Sundries · 07/10/2020 13:52

@WiserOwl

That sounds astute.

He is telling you how you feel, or trying to!

Telling you that there's tension when you're just thinking ''oh yey, small talk small talk weather is mild for this time of year, what's for dinner''.

It's like a way of forcing intimacy that just isn't there

Exactly this. I had this once, too with a distant-past ex, also from my student days, whom I saw again when I moved back to my home country after years away. He was pathetically obvious in his clumsy attempts to convince me that he'd had a major impact on my life back then, and that in some way, I still carried a torch for him, despite my long marriage and decades spent in other countries.
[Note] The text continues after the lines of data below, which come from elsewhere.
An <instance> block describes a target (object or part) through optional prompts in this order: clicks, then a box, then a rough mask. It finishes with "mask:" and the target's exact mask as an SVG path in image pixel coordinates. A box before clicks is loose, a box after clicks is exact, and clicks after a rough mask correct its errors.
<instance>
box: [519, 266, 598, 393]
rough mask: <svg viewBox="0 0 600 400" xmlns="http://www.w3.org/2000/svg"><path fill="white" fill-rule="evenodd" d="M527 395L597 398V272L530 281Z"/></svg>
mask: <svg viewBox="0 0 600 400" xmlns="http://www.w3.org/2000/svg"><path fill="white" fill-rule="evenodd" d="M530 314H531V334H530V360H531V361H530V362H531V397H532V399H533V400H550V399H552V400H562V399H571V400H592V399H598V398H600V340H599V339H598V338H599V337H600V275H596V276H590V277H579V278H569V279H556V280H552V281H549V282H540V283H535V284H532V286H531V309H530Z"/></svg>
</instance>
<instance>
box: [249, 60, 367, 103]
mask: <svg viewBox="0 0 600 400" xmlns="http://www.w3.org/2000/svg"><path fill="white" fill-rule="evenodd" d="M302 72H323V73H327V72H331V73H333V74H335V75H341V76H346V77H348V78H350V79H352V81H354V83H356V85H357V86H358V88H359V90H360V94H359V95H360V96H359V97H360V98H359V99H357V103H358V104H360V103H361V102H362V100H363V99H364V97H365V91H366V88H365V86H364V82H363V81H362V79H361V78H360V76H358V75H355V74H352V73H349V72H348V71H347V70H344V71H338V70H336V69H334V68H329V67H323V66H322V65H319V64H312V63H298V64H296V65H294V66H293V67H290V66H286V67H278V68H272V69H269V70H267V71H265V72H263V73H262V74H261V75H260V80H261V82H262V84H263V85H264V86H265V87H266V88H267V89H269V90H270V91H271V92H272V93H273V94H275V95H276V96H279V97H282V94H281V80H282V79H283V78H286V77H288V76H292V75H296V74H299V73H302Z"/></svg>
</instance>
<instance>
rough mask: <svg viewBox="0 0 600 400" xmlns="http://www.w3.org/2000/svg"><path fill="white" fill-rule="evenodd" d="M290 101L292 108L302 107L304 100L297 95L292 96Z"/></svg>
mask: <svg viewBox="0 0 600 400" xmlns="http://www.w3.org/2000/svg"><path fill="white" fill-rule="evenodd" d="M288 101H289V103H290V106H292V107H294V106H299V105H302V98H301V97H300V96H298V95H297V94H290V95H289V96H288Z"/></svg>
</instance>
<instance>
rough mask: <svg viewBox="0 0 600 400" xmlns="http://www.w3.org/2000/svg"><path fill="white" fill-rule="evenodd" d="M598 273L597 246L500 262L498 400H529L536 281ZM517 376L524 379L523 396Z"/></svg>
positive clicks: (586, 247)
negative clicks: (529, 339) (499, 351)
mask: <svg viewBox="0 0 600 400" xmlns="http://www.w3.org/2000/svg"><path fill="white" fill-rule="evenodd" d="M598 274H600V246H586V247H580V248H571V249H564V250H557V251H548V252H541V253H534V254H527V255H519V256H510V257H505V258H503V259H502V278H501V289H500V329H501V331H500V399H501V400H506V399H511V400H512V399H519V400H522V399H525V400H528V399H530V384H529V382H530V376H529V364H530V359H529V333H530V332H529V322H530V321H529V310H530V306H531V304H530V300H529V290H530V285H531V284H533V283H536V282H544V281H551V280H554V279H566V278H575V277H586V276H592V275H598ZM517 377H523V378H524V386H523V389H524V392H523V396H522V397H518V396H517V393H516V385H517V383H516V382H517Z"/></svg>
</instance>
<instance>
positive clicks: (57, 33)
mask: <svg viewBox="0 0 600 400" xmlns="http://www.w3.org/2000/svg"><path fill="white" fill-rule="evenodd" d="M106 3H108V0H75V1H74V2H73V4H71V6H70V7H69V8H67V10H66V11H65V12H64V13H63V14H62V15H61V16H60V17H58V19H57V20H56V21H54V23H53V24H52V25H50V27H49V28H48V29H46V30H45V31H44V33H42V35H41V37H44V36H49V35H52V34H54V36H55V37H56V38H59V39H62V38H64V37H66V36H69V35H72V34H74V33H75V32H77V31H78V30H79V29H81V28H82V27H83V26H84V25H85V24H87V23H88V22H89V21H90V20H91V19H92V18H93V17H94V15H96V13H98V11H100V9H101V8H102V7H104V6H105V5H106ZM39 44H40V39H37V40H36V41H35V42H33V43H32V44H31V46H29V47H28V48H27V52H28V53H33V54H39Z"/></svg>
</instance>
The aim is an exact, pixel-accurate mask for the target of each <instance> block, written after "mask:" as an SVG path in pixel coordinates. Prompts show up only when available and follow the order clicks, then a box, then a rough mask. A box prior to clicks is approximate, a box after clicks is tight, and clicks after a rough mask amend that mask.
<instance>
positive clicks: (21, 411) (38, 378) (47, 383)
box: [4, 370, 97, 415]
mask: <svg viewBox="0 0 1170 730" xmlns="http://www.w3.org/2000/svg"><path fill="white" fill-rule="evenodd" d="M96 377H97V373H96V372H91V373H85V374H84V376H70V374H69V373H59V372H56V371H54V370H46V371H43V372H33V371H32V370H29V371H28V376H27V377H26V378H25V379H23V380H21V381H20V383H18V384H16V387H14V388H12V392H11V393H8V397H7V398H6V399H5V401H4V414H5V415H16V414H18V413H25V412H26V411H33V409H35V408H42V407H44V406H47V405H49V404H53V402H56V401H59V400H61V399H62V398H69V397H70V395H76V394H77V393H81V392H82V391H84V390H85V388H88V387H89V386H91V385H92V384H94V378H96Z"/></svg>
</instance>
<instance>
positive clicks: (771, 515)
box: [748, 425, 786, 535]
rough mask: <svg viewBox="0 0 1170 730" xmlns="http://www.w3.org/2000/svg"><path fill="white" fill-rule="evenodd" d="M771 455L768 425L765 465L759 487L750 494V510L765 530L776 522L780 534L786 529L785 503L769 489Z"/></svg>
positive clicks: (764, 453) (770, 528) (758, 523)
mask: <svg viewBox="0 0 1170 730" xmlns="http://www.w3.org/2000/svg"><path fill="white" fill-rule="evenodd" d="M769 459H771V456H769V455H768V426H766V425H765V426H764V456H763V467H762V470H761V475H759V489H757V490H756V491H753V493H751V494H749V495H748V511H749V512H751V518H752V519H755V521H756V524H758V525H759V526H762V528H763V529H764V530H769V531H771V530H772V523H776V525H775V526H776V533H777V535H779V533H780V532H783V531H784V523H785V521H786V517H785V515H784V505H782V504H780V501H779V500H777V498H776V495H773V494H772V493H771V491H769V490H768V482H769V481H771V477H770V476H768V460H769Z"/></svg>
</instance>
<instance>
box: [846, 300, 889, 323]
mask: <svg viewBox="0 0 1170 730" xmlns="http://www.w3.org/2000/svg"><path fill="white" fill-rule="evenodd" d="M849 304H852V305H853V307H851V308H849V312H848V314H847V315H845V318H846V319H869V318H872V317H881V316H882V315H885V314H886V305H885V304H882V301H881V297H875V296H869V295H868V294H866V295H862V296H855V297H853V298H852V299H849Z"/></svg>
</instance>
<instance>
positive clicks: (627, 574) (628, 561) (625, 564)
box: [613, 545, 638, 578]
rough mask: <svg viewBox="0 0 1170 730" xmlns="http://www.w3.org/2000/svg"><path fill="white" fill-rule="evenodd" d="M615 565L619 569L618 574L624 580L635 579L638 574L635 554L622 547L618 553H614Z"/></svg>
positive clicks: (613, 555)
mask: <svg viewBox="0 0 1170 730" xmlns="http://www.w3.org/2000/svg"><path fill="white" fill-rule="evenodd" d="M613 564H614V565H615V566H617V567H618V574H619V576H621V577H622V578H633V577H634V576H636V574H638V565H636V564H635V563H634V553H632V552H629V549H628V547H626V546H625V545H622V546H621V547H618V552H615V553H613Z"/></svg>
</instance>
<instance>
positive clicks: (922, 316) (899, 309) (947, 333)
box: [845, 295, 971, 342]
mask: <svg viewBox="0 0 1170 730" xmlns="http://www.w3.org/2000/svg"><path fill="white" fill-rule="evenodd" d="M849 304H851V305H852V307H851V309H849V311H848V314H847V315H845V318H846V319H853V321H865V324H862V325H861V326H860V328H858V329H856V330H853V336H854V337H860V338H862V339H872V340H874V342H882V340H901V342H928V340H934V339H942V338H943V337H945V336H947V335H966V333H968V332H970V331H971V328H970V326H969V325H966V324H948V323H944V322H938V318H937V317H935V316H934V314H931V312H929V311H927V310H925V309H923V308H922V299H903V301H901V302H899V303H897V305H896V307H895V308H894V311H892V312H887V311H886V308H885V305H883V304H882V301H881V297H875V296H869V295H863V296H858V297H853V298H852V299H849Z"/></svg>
When I cut him to the quick by saying that, to be honest, I remembered virtually nothing about that time, he had a go at convincing me that I must have suppressed the memories as they were too traumatic and tender. Hmm

At that point I think I had a sudden improvement in my memory and pointed out that I had dumped him.

ChocolateCherrybomb · 07/10/2020 14:06

I suspect he thinks you might let him give you one in the stationary cupboard if he convinces you that your younger selves were embroiled in some sort of passionate tumultuous angst riddled love affair.

Ha ha ha, he's a dickhead.

moonsnow · 07/10/2020 14:18

@boriselbow, @Sundries & @ChocolateCherrybomb

Ah so this seems a somewhat common ploy? Hmm what a dick indeed!

ChocolateCherrybomb, there is more chance of me hooking up with Michael Gove on the next series of Love Island than there is my letting him give me one in the stationary cupboard! Both are thankfully very unlikely scenarios!